Rede von
Herbert
Werner
- Parteizugehörigkeit zum Zeitpunkt der Rede:
(CDU)
- Letzte offizielle eingetragene Parteizugehörigkeit: (CDU)
Auf welche Weise beabsichtigt die Bundesregierung angesichts der hohen Dunkelziffer von 200 000 Abtreibungen und der über die Krankenkassen offen abgerechneten 80 000 Abtreibungen im Jahre 1985, allen Bundesländern gegenüber nachdrücklich darzulegen, daß die Verwirklichung der Forderung des Bundesverfassungsgerichts vom 25. Februar 1975, Schwangerschaftsberatung sei primär als Beratung zur Fortsetzung der Schwangerschaft durchzuführen, rasch sowohl organisatorische Veränderungen als auch zusätzliche finanzielle Leistungen im Beratungsbereich verlangt?
Bitte schön, Frau Staatssekretärin.
Frau Karwatzki, Parl. Staatssekretär: Herr Kollege Werner, die Bundesregierung hat im Bericht der interministeriellen Arbeitsgruppe zum Programm „Schutz des ungeborenen Lebens", der im Dezember 1983 vorgelegt worden ist, dazu festgestellt:
Zeitpunkt, Inhalt und Form der Beratung sind für den Schutz des ungeborenen Lebens von großer Bedeutung. Dem suchen Beratungsrichtlinien bzw. Beratungsgesetze in unterschiedlicher Weise Rechnung zu tragen.
Als bisher einziges Bundesland sieht Bayern in seinem Schwangerschaftsberatungsgesetz vor, daß die soziale Beratung vor der Feststellung der Notlagenindikation durch den Arzt erfolgen soll. Darüber hinaus wird eine strikte Trennung zwischen Beratung und Indikation, die deshalb nicht in der Beratungsstelle festgestellt werden darf, vorgeschrieben. Die Beratung wird als Aufgabe der Beratungsstellen, die Indikationsfeststellung als Sache der Ärzte angesehen.
Mit dieser Regelung soll erreicht werden, daß die Schwangere in der Beratungsstelle alle Probleme offen ansprechen kann, ohne befürchten zu müssen, daß ihre Aussagen einen Einfluß
auf die Indikationsfeststellung haben. Die Beratungsstelle soll für die Lebenschancen des ungeborenen Kindes eintreten und nicht zugleich die Gründe, die einen Schwangerschaftsabbruch rechtfertigen, überprüfen und festlegen.

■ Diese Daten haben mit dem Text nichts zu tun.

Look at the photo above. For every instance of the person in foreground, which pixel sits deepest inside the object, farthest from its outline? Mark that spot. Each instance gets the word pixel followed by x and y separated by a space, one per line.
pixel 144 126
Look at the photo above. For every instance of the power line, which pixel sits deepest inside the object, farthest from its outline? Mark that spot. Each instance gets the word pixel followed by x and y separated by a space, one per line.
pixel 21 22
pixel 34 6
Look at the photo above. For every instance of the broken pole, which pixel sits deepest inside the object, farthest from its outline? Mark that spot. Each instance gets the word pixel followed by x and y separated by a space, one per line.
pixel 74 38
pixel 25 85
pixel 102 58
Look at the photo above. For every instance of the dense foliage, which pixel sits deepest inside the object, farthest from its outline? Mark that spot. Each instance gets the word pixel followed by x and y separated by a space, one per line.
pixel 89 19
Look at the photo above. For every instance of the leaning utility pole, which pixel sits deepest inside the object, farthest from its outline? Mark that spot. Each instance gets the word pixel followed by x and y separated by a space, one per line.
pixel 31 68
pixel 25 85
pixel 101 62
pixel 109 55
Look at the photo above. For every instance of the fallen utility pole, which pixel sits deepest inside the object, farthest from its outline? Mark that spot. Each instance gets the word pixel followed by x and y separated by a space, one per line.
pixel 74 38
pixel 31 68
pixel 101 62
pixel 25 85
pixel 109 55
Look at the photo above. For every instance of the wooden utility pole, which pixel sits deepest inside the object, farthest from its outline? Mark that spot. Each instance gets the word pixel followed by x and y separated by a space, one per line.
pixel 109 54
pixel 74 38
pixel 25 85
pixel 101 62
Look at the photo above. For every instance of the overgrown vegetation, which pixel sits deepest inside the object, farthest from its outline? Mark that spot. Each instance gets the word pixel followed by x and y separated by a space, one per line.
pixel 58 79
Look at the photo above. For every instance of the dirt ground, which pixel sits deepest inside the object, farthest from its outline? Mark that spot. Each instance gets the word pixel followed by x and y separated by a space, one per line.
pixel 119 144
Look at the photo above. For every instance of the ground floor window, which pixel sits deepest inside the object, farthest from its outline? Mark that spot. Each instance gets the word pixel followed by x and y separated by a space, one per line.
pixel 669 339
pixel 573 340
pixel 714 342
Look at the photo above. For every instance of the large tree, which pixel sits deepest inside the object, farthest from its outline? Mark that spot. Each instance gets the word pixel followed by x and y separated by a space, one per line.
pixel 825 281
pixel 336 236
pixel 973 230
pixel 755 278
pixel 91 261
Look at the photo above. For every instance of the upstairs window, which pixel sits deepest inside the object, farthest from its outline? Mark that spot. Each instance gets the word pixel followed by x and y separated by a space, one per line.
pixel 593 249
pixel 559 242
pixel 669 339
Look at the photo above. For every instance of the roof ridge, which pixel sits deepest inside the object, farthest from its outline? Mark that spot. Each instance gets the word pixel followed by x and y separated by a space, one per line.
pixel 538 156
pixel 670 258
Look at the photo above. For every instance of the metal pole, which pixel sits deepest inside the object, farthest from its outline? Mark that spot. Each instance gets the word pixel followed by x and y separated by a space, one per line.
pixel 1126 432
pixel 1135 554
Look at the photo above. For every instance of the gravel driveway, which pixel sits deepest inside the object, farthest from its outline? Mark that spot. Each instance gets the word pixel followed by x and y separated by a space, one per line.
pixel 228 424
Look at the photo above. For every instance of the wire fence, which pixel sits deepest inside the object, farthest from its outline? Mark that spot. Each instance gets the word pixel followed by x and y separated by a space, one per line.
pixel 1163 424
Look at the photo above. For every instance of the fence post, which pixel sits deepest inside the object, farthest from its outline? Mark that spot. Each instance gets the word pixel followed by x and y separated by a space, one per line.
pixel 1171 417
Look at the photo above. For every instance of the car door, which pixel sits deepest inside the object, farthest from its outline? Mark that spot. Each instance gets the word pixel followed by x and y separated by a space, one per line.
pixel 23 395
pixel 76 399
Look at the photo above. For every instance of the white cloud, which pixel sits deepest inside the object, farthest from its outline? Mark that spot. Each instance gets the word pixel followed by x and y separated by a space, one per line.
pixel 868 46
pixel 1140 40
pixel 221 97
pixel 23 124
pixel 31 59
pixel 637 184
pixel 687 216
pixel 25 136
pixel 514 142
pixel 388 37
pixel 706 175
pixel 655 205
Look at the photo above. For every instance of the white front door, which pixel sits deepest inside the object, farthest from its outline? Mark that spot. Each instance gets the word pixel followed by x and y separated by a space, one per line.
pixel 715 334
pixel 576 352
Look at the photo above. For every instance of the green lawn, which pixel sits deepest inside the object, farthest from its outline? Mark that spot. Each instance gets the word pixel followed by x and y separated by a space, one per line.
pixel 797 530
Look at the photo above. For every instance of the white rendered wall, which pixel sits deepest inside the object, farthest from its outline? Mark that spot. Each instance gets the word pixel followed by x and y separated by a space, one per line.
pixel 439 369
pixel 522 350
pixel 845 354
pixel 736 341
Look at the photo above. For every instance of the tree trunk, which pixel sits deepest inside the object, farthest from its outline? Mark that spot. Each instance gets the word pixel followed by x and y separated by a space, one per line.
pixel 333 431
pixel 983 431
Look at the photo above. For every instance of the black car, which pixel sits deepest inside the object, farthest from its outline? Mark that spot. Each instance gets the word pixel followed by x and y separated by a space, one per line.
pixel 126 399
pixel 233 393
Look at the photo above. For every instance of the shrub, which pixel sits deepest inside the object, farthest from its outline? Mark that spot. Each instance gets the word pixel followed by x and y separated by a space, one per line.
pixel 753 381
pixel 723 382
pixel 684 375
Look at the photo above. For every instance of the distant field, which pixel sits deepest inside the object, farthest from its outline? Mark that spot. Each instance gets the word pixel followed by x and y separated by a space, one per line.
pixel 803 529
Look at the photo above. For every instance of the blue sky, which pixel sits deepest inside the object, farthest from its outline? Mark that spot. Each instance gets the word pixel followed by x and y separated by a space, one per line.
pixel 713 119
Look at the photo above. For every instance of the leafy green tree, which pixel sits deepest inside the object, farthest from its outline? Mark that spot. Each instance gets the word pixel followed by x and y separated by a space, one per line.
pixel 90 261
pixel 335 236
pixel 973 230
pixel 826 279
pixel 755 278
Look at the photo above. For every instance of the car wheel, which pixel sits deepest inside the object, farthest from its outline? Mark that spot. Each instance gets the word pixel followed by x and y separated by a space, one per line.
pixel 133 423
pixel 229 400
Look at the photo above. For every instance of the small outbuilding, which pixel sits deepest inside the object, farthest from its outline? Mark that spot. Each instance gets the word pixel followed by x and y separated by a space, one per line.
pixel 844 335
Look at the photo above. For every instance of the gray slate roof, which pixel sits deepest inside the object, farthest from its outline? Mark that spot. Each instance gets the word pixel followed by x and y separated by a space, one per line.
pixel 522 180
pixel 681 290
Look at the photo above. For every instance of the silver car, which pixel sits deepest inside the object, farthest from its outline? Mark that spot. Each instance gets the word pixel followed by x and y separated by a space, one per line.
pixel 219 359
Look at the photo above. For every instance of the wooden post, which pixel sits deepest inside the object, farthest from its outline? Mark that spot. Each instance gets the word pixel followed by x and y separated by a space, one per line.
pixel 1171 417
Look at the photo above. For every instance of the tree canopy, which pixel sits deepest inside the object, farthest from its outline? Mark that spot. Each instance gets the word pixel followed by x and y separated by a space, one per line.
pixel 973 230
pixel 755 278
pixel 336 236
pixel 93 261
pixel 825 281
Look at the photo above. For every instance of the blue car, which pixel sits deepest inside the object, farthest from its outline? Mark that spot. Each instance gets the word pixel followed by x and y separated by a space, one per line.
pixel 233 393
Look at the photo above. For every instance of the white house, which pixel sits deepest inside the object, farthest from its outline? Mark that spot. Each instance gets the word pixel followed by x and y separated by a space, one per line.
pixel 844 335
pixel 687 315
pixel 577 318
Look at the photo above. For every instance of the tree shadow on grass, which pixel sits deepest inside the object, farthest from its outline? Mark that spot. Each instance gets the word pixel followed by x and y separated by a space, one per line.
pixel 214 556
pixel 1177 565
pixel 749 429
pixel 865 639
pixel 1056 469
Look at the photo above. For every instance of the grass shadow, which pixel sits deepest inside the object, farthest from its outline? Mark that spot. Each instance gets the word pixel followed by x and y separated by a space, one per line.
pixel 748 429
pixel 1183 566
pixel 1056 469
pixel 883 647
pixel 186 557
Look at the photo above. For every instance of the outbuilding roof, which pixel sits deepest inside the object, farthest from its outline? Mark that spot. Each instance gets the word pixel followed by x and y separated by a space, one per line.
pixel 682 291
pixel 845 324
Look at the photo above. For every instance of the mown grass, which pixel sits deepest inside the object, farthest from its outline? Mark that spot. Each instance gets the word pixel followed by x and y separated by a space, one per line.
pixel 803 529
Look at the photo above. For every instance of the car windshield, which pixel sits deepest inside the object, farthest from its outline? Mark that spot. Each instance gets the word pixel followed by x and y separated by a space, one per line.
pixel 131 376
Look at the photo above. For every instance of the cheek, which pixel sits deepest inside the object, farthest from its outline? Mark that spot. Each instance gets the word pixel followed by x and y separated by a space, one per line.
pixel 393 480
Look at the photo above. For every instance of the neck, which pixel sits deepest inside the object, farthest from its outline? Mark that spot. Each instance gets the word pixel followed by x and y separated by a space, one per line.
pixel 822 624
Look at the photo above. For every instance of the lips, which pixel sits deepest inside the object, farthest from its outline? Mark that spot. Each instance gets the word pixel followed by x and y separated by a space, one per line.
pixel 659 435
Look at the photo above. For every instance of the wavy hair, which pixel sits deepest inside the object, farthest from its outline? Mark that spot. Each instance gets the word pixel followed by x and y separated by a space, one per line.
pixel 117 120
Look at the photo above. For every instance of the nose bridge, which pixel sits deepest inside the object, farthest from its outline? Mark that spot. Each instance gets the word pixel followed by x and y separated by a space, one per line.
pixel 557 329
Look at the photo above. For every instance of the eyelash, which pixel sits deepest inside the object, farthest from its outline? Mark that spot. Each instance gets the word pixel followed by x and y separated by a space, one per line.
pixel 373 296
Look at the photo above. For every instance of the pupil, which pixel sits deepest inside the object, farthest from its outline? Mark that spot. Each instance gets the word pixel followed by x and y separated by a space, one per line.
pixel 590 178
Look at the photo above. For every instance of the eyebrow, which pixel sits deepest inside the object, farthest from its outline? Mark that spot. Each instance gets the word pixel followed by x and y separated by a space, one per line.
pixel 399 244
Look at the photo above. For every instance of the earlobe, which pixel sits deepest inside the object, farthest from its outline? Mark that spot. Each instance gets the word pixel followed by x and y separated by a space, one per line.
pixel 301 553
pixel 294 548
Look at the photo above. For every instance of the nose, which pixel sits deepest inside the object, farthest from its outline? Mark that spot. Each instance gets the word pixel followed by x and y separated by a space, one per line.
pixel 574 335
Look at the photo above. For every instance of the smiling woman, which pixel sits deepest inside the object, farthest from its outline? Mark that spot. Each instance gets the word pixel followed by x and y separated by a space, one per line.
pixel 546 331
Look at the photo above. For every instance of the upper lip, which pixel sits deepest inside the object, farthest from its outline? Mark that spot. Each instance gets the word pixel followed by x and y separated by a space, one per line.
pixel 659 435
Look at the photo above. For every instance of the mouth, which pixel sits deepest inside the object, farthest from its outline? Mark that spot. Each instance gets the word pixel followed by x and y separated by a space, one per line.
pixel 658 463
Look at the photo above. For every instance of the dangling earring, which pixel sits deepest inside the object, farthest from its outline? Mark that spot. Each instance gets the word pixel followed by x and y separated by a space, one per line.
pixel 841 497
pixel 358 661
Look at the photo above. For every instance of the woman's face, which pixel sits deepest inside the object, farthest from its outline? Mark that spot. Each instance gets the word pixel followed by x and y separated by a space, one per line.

Der Freiraum, der durch die Trennung zwischen Beratung und Indikationsfeststellung geschaffen wird, ermöglicht eine effektive Beratung.
Unter diesen Gesichtspunkten erscheint es angebracht, daß auch die anderen Bundesländer ähnliche Regelungen wie Bayern in ihren eigenen Beratungsrichtlinien bzw. -gesetzen übernehmen. Im Interesse einer einheitlichen Auslegung und Anwendung des Gesetzes und einer entsprechenden Bewußtseinsbildung in der Bevölkerung ist eine Vereinheitlichung der Ländervorschriften wünschenswert.
Mit Datum vom 9. Dezember 1985 hat zwischenzeitlich auch das Land Baden-Württemberg die für die Schwangerschaftskonfliktberatungsstellen maßgebenden Anerkennungs- und Förderungsrichtlinien in diesem Sinne geändert.
Mit Schreiben vom 7. Juni 1985 hat der damalige Bundesminister für Jugend, Familie und Gesundheit, Dr. Heiner Geißler, ein Schreiben an die zuständigen Ministerien der Länder gerichtet und sie aufgefordert, den im Zusammenhang mit der Errichtung der Bundesstiftung „Mutter und Kind — Schutz des ungeborenen Lebens" deutlich gewordenen Beratungsbedarf zum Anlaß zu nehmen, zu prüfen, ob eine zusätzliche Förderung der Beratungsstellen notwendig sei, und sie gebeten, gegebenenfalls für eine bedarfsgerechte personelle Ausstattung der Beratungsstellen Sorge zu tragen.
Schließlich geht die Bundesregierung davon aus, daß sich die Länder mit der Entschließung des Bundesrates vom 20. Dezember 1985 selbst in die Pflicht genommen haben, die Bemühungen um den Schutz des ungeborenen Lebens im Sinne der dort beschlossenen Vorschläge zu verstärken.